Gegen Amtsinhaber Gurbanguly Berdymuchammedow treten bei der Präsidentschaftswahl in Turkmenistan am Sonntag (12.02.2012) mehrere Kandidaten an. Es bestehen aber keine Zweifel, dass der seit dem Tod von Diktator Saparmurat Nijasow Ende 2006 regierende Berdymuchammedow zum klaren Sieger der Wahl erklärt wird.

"Die sieben Kandidaten, die gegen Berdymuchammedow aufgestellt wurden, sind in Wirklichkeit Marionetten des Präsidentenpalasts", sagt Tadschigul Begmedowa, Leiterin der im bulgarischen Exil ansässigen Menschenrechtsorganisation "Turkmenische Helsinki Stiftung". "Sehr viele Wähler kennen nicht einmal die Kandidaten.

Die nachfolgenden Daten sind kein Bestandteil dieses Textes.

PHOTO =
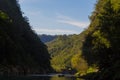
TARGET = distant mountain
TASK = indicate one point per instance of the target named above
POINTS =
(47, 38)
(63, 49)
(21, 51)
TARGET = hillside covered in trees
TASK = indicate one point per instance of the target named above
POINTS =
(66, 53)
(96, 51)
(21, 51)
(101, 45)
(47, 38)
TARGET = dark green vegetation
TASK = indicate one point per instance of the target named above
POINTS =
(102, 46)
(47, 38)
(21, 51)
(96, 47)
(66, 53)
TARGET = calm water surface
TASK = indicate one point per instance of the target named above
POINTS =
(40, 77)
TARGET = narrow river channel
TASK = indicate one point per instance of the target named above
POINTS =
(41, 77)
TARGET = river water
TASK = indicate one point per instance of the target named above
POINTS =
(40, 77)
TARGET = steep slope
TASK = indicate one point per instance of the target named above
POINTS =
(63, 49)
(102, 45)
(47, 38)
(21, 51)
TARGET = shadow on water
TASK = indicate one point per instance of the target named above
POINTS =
(38, 78)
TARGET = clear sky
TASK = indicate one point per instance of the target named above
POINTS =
(58, 16)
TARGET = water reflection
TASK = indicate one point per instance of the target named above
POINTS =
(39, 78)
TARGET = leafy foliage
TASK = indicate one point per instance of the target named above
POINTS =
(21, 51)
(65, 52)
(102, 39)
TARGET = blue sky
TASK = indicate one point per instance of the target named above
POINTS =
(58, 16)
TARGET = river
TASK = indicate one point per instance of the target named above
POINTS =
(41, 77)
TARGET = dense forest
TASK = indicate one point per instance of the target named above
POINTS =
(66, 53)
(47, 38)
(101, 45)
(21, 51)
(94, 54)
(96, 51)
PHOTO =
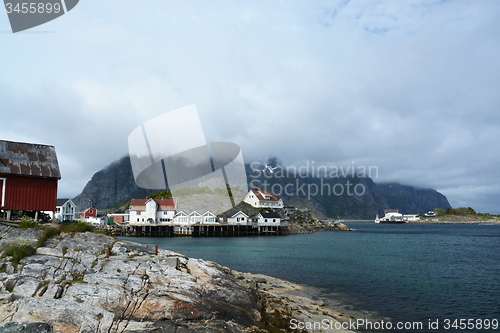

Das System ist so apolitisch, dass sich viele Menschen dafür auch nicht interessieren. Denn jeder weiß, dass der Hauptkandidat mit einem großen Stimmenvorsprung gewinnen wird.“ Dennoch würden viele Turkmenen an den Wahlurnen erscheinen, so Begmedowa: "Auf jeden Fall Angehörige von Belegschaften und Studenten. Denn sie werden von den Behörden streng kontrolliert."

Portrait von Gurbanguly Berdymuchammedow (Foto: dapd)
Es gilt als sicher, dass Präsident Gurbanguly Berdymuchammedow im Amt bleibtBild: dapd

Die zentralasiatische ehemalige Sowjetrepublik wird seit über 20 Jahren autoritär regiert. Oppositionsparteien, unabhängige Medien oder regierungskritische Organisationen gibt es nicht. Menschenrechtler beklagen zudem, es gebe politische Häftlinge in dem abgeschotteten Land.

Wieder nur Scheinwahlen

Eine "Wahl" wie die jetzige habe es in Turkmenistan schon 2007 gegeben, erinnert sich Nurmuhammet Hanamow, einer der Anführer der turkmenischen Oppositionsbewegung im Exil. Der damalige Vizepremier Berdymuchammedow sei faktisch zum Präsidenten und Nachfolger des "Turkmenbaschi" – des "Vaters aller Turkmenen", wie der verstorbene Nijasow genannt wurde, erklärt worden.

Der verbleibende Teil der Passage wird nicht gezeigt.